The Landscape and Lighting District (LLD) is a “benefit” district which divides those who “use” the landscape and lighting into 2 groups:  property owners in Claremont and others who use or enjoy landscape and lighting in the city. The proportions each must pay are based on a subjective judgment of the benefits received. The former pay via their property tax bill, while the latter is paid out of the city’s general fund. Since the LLD was established, the proportion said to be a general benefit, i.e., that paid out of the general fund, was 30 percent in 1997 and has been reduced to 13 percent for 2012/13.

Most striking was a sudden decline in the proportion of the general benefit in 2010/11, when it fell to only half what it had been the previous year—from 34 percent in 2009/10 to 17 percent in 2010/11. It has continued to decline in the years since. The decline meant a shift of costs to property owners.

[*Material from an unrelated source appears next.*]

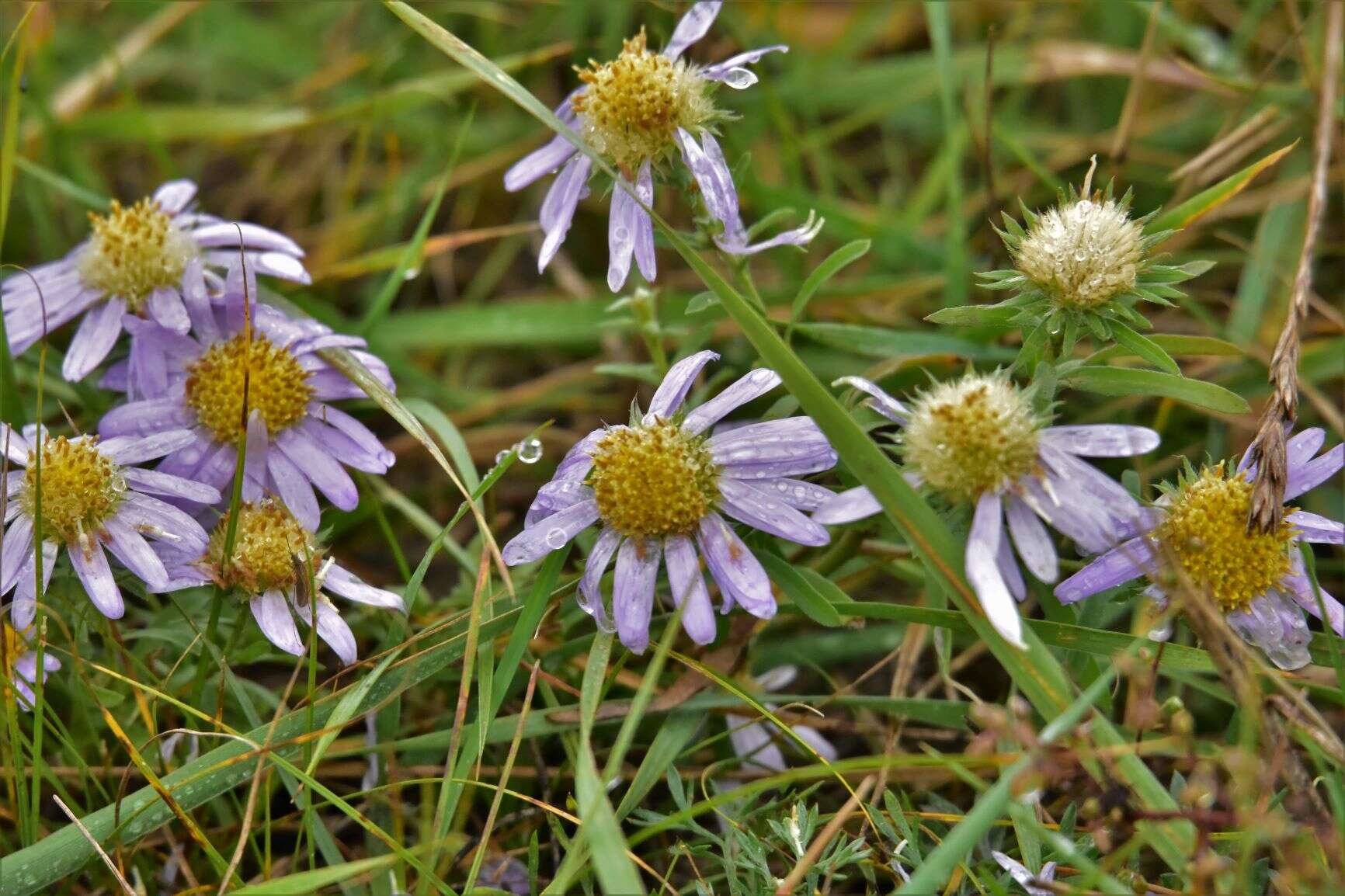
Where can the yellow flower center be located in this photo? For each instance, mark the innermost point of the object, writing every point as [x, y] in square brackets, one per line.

There has never been a reasonable explanation for the shift in benefits of the city’s landscape and lighting. Are fewer non-property owners driving the freeways, enjoying the streetlights and visiting the parks? To claim that the city wrongly apportioned the benefit for the prior 13 years in order to justify the change is not reasonable. What seems more likely is that, at a time of budget problems, the city sought a solution by simply cutting its expenditure for landscape and lighting and increased that of the property owner. Because this would violate the laws governing a benefit district, it is unlikely the city would admit to such a motivation for the change. 

The credibility of both the city’s administration and its council are undermined by what it has been doing in the apportionment of the benefits of, and fees from, the LLD.

There are other problems with the Engineer’s Report which the city Council approved at its last meeting and which serves as the basis for the LLD assessment. Two examples are illustrative:

The Wilderness Park is nowhere mentioned, yet it is the largest park in Claremont and we know work is done to keep up the roads and portable toilets, to provide signage, and, recently, to cut weeds along the Cobal Canyon roadside. Why would it not be included? 

A skeptical citizen might wonder whether it has something to do with the fact that up to 90 percent of its users are non-residents and this might incite questioning about the decreasing general benefits claimed.

Even where the report includes information that might be relevant to the district, questions about its completeness arise. “Sycamore” is listed as an “undeveloped” area, presumably referring to Sycamore Canyon. Yet, we know tree planting has gone on there in the last few years and a trail has been build connecting the Claraboya-East Pomello Road with the canyon. Thus, some development has taken place despite the fact that the entrance from the Thompson Creek Trail has been blocked for a long time and a sign has been placed at the entrance to the canyon indicating that it is closed to the public.

The city’s work in neither of these areas, though, can account for the shift of the benefits and, consequently, the fees passed on to Claremont property owners. We all benefit from our parks, lighting and landscaping. Yet, support for the LLD is bound to decline as Claremonters realize they are not being provided with honest and complete information—and that will be a shame.